Le banche a livello locale hanno una competenze di collocazione dei prodotti finanziari mentre non hanno sviluppato se non nell'ambito del strutture del private equity la loro capacità di valutare piani aziendali.
In questo contesto, va anche abilitata la funzione delle Banche del Credito Cooperativo che in alcune aree hanno svolto una funzione strategica.
Nel Mezzogiorno sono ancora compresse nel ruolo che possono svolgere a sostegno delle imprese.
Anche noi dall'altro abbiamo di perseverare e sollecitare gli Imprenditori a porre in essere strategie di aggregazione, di maggiore capitalizzazione, di più chiare comunicazioni.
Dall'altra questa propensione deve essere favorita da adeguate politiche pubbliche e da un quadro di riferimento operativo certo.
In Campania la materia su cui lavorare è tanta. Accenno solo ad alcuni problemi sui quali insistere.
La gestione del consolidamento delle passività a breve che è una misura attuativa del programma Paser della Regione Campania. Dobbiamo verificare la possibilità di incrementarne l'operatività. Il bando per l'innovazione e lo sviluppo e l'applicazione del credito d'imposta regionale ritardano.
Anche sostenendo adeguatamente il rilancio delle imprese si allenta la tensione sul fronte del credito.
Dobbiamo poi lavorare a che le banche non utilizzino, quali soggetti accreditati alle istruttorie dei bandi regionali, questa loro posizione, non per stabilire più intensi rapporti con le imprese ma solo per acquisire nuova clientela.
Io credo che l'incontro di oggi possa rappresentare alla presidente Marcegaglia la dimensione dei problemi reali del sistema economico regionale ma nello stesso tempo una operatività del sistema confindustriale che a volte con azioni di risalto, spesso con attività discreta, agisce sui nodi fondamentali della crisi e dei ritardi strutturali.

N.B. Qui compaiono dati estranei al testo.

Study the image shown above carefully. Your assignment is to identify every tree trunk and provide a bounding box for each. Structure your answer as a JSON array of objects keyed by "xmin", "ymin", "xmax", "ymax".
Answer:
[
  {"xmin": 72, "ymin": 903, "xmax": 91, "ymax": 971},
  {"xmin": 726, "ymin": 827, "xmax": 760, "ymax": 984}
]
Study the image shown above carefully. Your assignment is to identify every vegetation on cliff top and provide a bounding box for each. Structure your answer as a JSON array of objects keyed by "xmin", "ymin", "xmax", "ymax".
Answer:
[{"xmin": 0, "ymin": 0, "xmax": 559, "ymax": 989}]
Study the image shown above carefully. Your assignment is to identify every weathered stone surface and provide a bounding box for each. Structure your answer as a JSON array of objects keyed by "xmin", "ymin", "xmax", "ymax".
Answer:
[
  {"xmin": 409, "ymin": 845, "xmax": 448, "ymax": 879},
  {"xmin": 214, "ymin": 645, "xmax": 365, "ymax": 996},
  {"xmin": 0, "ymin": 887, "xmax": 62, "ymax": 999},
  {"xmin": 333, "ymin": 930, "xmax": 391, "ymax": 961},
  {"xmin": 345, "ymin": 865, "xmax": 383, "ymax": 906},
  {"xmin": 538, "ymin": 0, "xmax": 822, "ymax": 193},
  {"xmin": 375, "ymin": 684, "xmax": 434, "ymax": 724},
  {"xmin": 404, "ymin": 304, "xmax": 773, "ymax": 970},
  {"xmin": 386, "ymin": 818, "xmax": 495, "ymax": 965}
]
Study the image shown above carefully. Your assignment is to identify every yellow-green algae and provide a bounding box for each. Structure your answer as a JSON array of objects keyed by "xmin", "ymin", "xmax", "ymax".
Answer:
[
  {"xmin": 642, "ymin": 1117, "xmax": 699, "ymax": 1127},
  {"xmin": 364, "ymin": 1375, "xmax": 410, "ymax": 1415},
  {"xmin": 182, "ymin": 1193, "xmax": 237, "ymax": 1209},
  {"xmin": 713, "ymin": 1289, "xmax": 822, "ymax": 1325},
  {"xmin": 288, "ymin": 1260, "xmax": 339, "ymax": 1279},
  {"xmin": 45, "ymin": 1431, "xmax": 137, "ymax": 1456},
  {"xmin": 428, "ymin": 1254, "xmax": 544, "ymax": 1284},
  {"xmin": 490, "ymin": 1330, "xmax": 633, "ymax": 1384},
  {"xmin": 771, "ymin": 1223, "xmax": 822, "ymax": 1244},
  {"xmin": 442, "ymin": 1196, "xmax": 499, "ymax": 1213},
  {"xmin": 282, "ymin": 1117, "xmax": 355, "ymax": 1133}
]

Certo sentiamo come manchevole una strategia più ampia che leghi il Mezzogiorno ad una prospettiva nazionale di intervento.
Come del resto è necessario che lo stesso Mezzogiorno dia segni di un nuovo protagonismo, che non disperda soprattutto quella tendenza all'imprenditorialità faticosamente acquisita nel corso di questi anni.
C'è un sistema produttivo sano nel Mezzogiorno, con punte di alta eccellenza.
Ci sono settori che possono effettivamente fare la differenza per il sistema economico nazionale nell'economia globale.
Dobbiamo soltanto vincere la diffidenza alimentatasi nel Paese che spesso condiziona le scelte del Governo, non spinge gli stessi Istituti di credito a credere di più nello sviluppo di un'area strategica, che blocca di fatto nell'area meridionale l'attrazione di investimenti internazionali.
C'è un’imprenditoria che qualitativamente si è posta mediante Confindustria quale riferimento dei processi economici territoriali.
Ad Avellino, per esempio, l'apparato industriale si caratterizza per la importante filiera automotive, per il settore agroalimentare, per alcune leadership di nicchia dell'informatica.
Vogliamo mantenere integro questo sistema.
Nell'automotive ha già preso consistenza processi di aggregazione delle piccole e medie imprese. Siamo fiduciosi della validità della presenza di stabilimenti Fiat rispetto anche alle nuove strategie globali del settore auto.
L'agroalimentare resiste bene alla crisi. L'impegno in questi anni è stato ampliato. É diretto anche alla maggiore attenzione alle piccole imprese.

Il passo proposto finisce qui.